E tirei fotografias que me fartei...!

Isabel disse...

A pergunta que a sua mãe lhe fez hoje foi-me feita pela minha mãe à 32 anos.
Se ontem lhe dissesse que ía à Festa não sei como reagiria. Mas mesmo que eu quisesse não podia ir pois não a deixava só.
A minha querida mãe dentro de dias faz 100 anos, ainda está lúcida e com muitas histórias de vida, umas boas outras menos boas.
Ao ver nas notícias os directos da Festa, comentava: Tanta gente e dizem que a vida está má!
Isabel

Um Jeito Manso disse...

100 anos?! É obra! E ainda com boa cabeça, que bom.

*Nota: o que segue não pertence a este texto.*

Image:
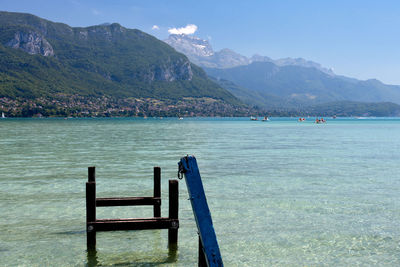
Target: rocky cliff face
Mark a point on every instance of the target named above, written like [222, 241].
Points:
[201, 53]
[171, 71]
[32, 43]
[190, 45]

A minha ainda não chegou aos 80 e, felizmente, ainda está bastante bem. Tomara que viva ainda muitos e bons anos também com boa cabeça. Por enquanto ainda nos ajuda bastante, especialmente com arranjos de costura. E farta-se e fazer quentinhos casaquinhos de lã para os bisnetos.

Mas imagino o que diria a sua mãe se visse aqueles enormes restaurantes da festa do Avante, a deitarem por fora, cheios, cheios, e com os pratos a 10 euros ou mais (como referi, não almoçámos lá mas fui reparando): 'Crise? Qual crise?!'

Anónimo disse...

"Podemos lutar, mas nem sempre vencer, mas deixar de lutar é perder sempre!"
A próxima vez que for à Festa do Avante, vá de espírito aberto e sem preconceitos, aquilo é mais do que que o senhor descreveu. Mas pronto, o tempo um dia ditará a razão.
Volte sempre, porque temos todo o gosto em receber pessoas como você.
Hasta siempre.

Um Jeito Manso disse...

Caro Anónimo,

Acertou quase na 'mouche'. Lutar sim, mas não lutar por lutar.

Veja o que é que o País ganhar com as lutas do PCP contra o governo Sócrates e contra o PEC.

É preciso lutar sim, mas pelas causas certas e tendo em atenção as consequências da nossa luta.

Deitar abaixo o governo anterior, para estarmos agora como estamos, não sei se foi uma luta muito racional.

De resto, a festa do Avante para mim foi aquilo que descrevi e acho que é bom que existam espaços para que as pessoas se encontrem, exteriorizem as suas energias.

No entanto, de concreto e prático, tirando a angariação de fundos que será o principal móbil da Festa, não vejo que dali sai alguma outra coisa - mas também não creio que dali mais devesse sair.

Também acho que se deve lutar pelo desenvolvimento, pelo fim da pobreza - mas de uma forma pensada, articulada, coerente, olhando os efeitos das acções, olhando o longo prazo.

Agora mobilizar as pessoas para andar na rua em manifestações com palavras de ordem estafadas parece-me uma inutilidade.